Most of the new policy initiatives proposed by the Concept related to the level of policy settings, which would underpin the operation of the instruments already in place. For instance, targets were set for the attainment of contractual relationships between municipalities and HUS enterprises: by 1998, 60 per cent of HUS operations had to be on a contractual basis and by 2000 the entire sector had to operate on this basis. Also targets were set for the formation of condominiums: they were to become the predominant form of housing management by 2003. A more controversial measure related to the level of settings was a target to allow the share of housing expenses in the income of an average Russian family to reach the level of 25 per cent.
The only innovation introduced by the Concept which can be classified as an entirely new policy instrument was an even more controversial transfer of the responsibility for the costs of capital repairs from municipalities, that is the state budget, to the owners of privatised apartments (Segodnya, 1997).
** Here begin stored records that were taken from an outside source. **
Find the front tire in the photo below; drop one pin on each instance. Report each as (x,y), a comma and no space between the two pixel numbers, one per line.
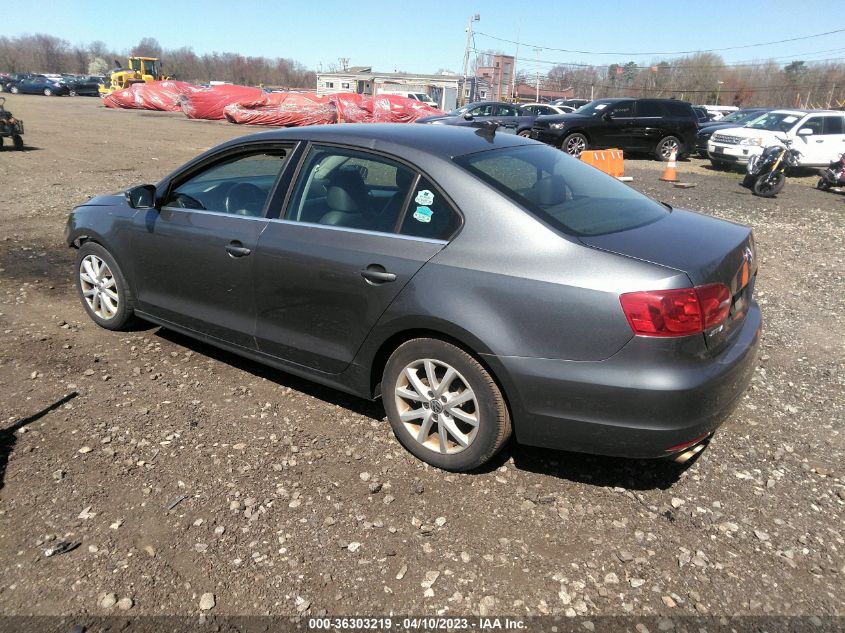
(664,148)
(443,405)
(769,185)
(103,290)
(574,144)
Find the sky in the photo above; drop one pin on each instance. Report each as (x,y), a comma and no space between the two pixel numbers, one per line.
(425,37)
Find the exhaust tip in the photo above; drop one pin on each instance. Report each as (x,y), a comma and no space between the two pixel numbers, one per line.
(685,456)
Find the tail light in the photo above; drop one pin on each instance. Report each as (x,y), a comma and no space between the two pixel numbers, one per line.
(678,312)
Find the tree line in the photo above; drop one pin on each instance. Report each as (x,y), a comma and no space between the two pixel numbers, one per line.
(49,54)
(706,78)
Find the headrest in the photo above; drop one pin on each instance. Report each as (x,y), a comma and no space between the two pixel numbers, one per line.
(549,191)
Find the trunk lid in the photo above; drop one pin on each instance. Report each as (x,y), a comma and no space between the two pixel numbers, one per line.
(708,250)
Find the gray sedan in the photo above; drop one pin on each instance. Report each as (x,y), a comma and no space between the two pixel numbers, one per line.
(481,284)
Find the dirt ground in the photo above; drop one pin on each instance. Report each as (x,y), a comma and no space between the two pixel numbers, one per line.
(181,470)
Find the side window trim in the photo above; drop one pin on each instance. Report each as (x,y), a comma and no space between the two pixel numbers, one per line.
(289,148)
(304,150)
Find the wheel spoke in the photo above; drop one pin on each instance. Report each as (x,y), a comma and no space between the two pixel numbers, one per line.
(465,396)
(430,375)
(407,394)
(413,414)
(463,416)
(415,381)
(448,377)
(425,427)
(453,430)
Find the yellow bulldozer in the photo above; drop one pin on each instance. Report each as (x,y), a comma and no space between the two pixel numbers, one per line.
(139,70)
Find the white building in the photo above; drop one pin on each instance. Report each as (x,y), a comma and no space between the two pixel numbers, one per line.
(363,80)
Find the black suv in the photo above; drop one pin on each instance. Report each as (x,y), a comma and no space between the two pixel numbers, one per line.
(655,126)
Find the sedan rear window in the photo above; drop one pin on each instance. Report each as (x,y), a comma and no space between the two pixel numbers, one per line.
(573,197)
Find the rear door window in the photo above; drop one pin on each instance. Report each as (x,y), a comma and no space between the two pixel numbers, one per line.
(569,195)
(834,125)
(429,214)
(650,109)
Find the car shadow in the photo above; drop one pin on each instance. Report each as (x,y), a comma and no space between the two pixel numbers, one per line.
(594,470)
(8,439)
(367,408)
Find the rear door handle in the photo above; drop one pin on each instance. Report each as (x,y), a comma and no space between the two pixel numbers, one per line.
(237,249)
(377,276)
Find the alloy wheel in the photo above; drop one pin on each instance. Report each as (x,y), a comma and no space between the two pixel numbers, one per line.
(437,406)
(99,287)
(667,147)
(575,145)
The adoption of the latter two measures immediately sparked controversy in the State Duma. Deputies were concerned about the affordability of the 25 per cent level of housing spending and the cost of housing capital repairs for the majority of Russia's 'cash-poor' owners of privatised flats. Later on, this concern of State Duma deputies provided one of the grounds for rejecting a draft of the new Housing Code developed by Gosstroy officials and their external advisors in early 1998. The outsiders of the housing policy process, at the same time, questioned the setting of the 25 per cent expenditure level for being too squarely based on American housing policy practice (see Section 5.3).